On Thursday 8 December, she sent for Alice, William and the children so that she could bless them and say goodbye.  Alice was about five months pregnant.  She was distraught at seeing her mother in such terrible suffering and she couldn't bear to lose her.  They had been companions through so many trials and griefs and she had been able to rely on her mother's strength and support all her life.  Mrs Wandesford said to her, 

Dear child, why will you not be willing to part with me to God?  Has he not lent me to be a comfort to you long enough?  

And she urged Alice to let her go.  

You never have been disobedient to me in all your life – I pray thee obey me in this.  

She blessed them and Alice took "the saddest last leave of my dear and honoured mother as ever a child did."  

Two days later, Mrs Wandesford saw her sister-in-law Anne Norton and her husband Mauger.  There had always been a strict league of affection and friendship, Alice remembered, between the two women.  Now they said their last goodbye.  She commended her children to the care of Mauger Norton and she died later that day, Saturday 10 December 1659.  Dafeny Lightfoote had been beside her through her illness and was among those who were with her at the end.

On the Tuesday, her body was carried out of the house by Conyers, Lord Darcy and Conyers together with his son Colonel Darcy and son-in-law Sir Christopher Wyvill and other kinsmen of the Wandesford family.  Then her tenants took her from Hipswell Green to Catterick, where nine of the neighbouring clergy, men chosen in advance by Mrs Wandesford herself, carried her into the parish church.  After the service and sermon, they laid her in her grave in the south aisle, which was the Hipswell aisle, and a charitable dole was distributed among a very great number of the poor inside the church and at the door.

St Anne's, Catterick.  [By Alison Stamp CC BY-SA 2.0]

Alice and her daughter Naly later had a blue marble slab laid in Catterick church to mark Mrs Wandesford's resting place; it was destroyed in a 19th century restoration.  

Charles II returns & Alice leaves Richmondshire: 1660

By the time of Mrs Wandesford's funeral, the political chaos meant that there was hardly anybody to mind if nine Anglican clergymen officiated at a funeral in Catterick.  General George Monck, the commander of Scotland, had already crossed the border into Northumberland and made his HQ at Coldstream.  And all people wanted was for the uncertainty to stop. 

General George Monck (1608-70)

On New Year's Day 1660, Monck marched his army south.  Within three months, he was in secret negotiation with Charles II in his exile and on 25 May 1660 Charles landed at Dover.  On 29 May – his thirtieth birthday – he entered London to great rejoicing.  To everyone's relief and to the joy of Royalists, the chaotic uncertainty of the last months had ended.  

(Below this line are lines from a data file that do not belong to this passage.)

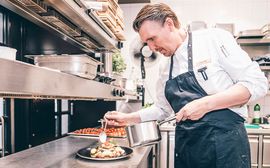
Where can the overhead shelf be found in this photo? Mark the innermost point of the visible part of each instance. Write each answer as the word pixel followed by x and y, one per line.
pixel 88 23
pixel 253 41
pixel 22 80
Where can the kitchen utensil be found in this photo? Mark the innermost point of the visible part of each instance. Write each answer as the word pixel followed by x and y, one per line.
pixel 85 154
pixel 145 133
pixel 103 135
pixel 81 65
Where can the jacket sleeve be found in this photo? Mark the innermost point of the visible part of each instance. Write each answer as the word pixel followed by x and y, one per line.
pixel 239 66
pixel 161 109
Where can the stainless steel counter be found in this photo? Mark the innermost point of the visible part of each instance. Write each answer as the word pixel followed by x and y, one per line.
pixel 61 153
pixel 250 131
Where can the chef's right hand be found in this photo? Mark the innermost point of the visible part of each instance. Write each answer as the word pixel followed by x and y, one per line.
pixel 115 118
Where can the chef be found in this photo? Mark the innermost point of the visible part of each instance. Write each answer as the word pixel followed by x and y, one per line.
pixel 207 83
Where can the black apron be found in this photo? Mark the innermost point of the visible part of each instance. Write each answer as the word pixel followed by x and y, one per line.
pixel 217 140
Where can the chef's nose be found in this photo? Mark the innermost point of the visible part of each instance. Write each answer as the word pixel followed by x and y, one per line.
pixel 152 46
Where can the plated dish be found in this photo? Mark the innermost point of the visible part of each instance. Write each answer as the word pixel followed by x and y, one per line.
pixel 105 152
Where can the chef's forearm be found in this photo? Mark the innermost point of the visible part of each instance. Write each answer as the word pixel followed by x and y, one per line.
pixel 133 117
pixel 234 96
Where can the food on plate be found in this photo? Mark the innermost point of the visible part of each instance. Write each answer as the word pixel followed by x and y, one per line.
pixel 113 132
pixel 107 150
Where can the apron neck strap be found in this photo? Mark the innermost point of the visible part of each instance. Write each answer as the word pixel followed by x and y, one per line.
pixel 190 60
pixel 190 55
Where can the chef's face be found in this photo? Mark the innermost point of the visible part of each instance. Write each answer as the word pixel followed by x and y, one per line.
pixel 158 37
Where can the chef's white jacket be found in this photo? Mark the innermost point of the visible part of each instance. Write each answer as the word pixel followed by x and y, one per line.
pixel 226 64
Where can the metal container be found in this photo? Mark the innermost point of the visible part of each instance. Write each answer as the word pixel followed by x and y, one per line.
pixel 145 133
pixel 80 65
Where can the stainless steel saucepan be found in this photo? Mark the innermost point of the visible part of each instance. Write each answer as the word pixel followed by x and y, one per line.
pixel 145 133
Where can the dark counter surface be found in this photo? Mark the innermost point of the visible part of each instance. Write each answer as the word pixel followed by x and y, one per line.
pixel 61 153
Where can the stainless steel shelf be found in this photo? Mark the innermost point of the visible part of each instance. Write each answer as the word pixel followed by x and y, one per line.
pixel 90 25
pixel 77 15
pixel 22 80
pixel 253 41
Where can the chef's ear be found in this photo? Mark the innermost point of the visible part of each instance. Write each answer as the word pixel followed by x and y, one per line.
pixel 169 23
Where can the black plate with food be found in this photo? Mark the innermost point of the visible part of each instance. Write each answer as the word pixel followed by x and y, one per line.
pixel 105 152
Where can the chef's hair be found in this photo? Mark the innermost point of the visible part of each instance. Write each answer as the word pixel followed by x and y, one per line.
pixel 155 12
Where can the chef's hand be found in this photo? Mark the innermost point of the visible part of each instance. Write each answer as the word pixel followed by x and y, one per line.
pixel 115 118
pixel 193 110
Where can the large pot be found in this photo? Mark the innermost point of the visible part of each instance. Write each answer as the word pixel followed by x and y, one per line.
pixel 145 133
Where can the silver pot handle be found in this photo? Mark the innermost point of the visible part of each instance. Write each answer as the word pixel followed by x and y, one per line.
pixel 167 120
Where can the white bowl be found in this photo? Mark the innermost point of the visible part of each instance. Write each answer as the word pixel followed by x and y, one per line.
pixel 8 53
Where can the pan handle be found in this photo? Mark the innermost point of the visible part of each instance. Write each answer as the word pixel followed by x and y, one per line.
pixel 167 120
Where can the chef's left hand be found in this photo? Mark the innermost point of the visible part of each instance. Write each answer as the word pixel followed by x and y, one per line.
pixel 193 110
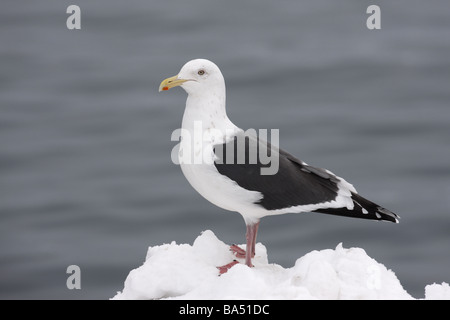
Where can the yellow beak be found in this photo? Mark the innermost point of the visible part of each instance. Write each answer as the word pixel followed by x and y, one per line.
pixel 170 83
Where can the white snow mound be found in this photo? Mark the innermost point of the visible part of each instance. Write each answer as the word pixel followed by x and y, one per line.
pixel 182 271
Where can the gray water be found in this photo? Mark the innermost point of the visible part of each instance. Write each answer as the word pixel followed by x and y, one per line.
pixel 85 170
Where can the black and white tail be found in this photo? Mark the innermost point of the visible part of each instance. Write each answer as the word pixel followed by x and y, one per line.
pixel 363 209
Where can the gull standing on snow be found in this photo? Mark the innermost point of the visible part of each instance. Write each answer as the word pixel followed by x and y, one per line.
pixel 232 181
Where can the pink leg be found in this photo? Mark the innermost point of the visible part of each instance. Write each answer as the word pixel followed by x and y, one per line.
pixel 225 268
pixel 252 231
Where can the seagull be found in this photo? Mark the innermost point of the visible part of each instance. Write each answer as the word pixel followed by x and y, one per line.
pixel 225 164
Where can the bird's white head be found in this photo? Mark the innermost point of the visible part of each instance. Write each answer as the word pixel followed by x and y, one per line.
pixel 197 76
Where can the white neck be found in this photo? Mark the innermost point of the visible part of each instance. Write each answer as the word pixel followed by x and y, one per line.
pixel 209 110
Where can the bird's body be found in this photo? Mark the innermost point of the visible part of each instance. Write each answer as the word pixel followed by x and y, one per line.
pixel 224 164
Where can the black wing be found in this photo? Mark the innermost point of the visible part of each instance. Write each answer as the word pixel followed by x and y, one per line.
pixel 294 184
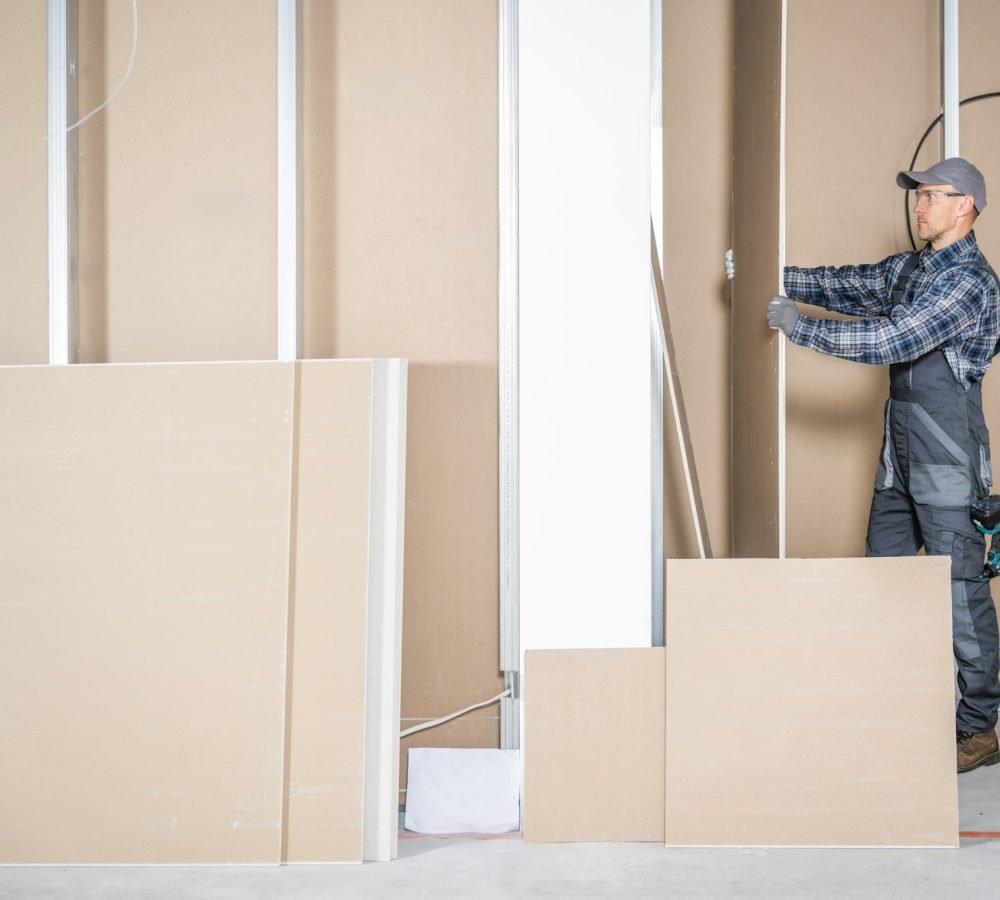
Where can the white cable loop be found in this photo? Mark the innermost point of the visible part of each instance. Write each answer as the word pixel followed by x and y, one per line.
pixel 117 90
pixel 448 718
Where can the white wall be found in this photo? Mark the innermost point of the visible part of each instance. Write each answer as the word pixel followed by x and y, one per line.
pixel 584 323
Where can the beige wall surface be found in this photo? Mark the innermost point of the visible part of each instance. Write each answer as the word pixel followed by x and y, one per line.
pixel 697 151
pixel 144 586
pixel 400 209
pixel 756 207
pixel 177 182
pixel 23 182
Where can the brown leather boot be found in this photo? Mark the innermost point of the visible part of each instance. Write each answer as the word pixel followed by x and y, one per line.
pixel 977 748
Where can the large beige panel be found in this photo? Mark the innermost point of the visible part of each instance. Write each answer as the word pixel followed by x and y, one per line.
pixel 820 665
pixel 177 182
pixel 23 183
pixel 843 206
pixel 400 145
pixel 144 524
pixel 697 171
pixel 756 192
pixel 593 745
pixel 326 696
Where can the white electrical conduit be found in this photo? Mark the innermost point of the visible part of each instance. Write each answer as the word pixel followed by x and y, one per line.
pixel 117 90
pixel 424 725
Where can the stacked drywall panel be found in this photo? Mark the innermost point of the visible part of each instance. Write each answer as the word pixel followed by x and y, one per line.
pixel 593 745
pixel 190 624
pixel 584 327
pixel 805 702
pixel 810 703
pixel 399 161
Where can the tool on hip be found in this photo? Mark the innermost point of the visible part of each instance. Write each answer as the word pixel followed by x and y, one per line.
pixel 986 517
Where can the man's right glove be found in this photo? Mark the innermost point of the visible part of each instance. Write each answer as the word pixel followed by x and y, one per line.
pixel 782 313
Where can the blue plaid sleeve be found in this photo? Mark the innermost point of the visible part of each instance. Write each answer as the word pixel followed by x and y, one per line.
pixel 943 312
pixel 856 290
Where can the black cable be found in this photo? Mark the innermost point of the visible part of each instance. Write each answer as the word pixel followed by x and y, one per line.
pixel 916 153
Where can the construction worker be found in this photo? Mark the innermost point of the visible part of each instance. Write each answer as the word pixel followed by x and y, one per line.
pixel 934 317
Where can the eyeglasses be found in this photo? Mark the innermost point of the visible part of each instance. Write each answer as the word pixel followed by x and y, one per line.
pixel 929 198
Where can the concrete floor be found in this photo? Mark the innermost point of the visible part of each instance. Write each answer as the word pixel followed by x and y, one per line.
pixel 508 868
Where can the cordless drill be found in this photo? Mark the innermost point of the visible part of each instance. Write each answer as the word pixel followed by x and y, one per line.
pixel 986 516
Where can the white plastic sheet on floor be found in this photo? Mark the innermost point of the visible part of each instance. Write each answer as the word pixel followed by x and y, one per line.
pixel 463 791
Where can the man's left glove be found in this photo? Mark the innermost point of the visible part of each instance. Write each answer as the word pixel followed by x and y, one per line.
pixel 782 313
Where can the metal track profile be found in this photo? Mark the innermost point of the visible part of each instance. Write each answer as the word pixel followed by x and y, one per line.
pixel 950 75
pixel 289 124
pixel 510 627
pixel 62 180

Charles II in coronation robes

After Mrs Wandesford's death, Alice and William stayed on at Hipswell Hall for a while, kept there by bitter winter weather and Alice's weak and grieving state.  

In March, they took her to her Aunt Norton's at St Nicholas, and in April her baby was born there, after a hard labour.  He was a pretty babe and suckling well but then grew ill and restless and red round spots like smallpox appeared on his face.  He died at a fortnight old and was buried in the same grave at Easby as his eldest sister, Alice's first child. 

On 10 June 1660, when Alice was strong again, she and William and their two little girls left St Nicholas to move to a house that William owned in Oswaldkirk.  And so she left Richmondshire, her own dear country and dear friends and relations, parting from them with a sad heart.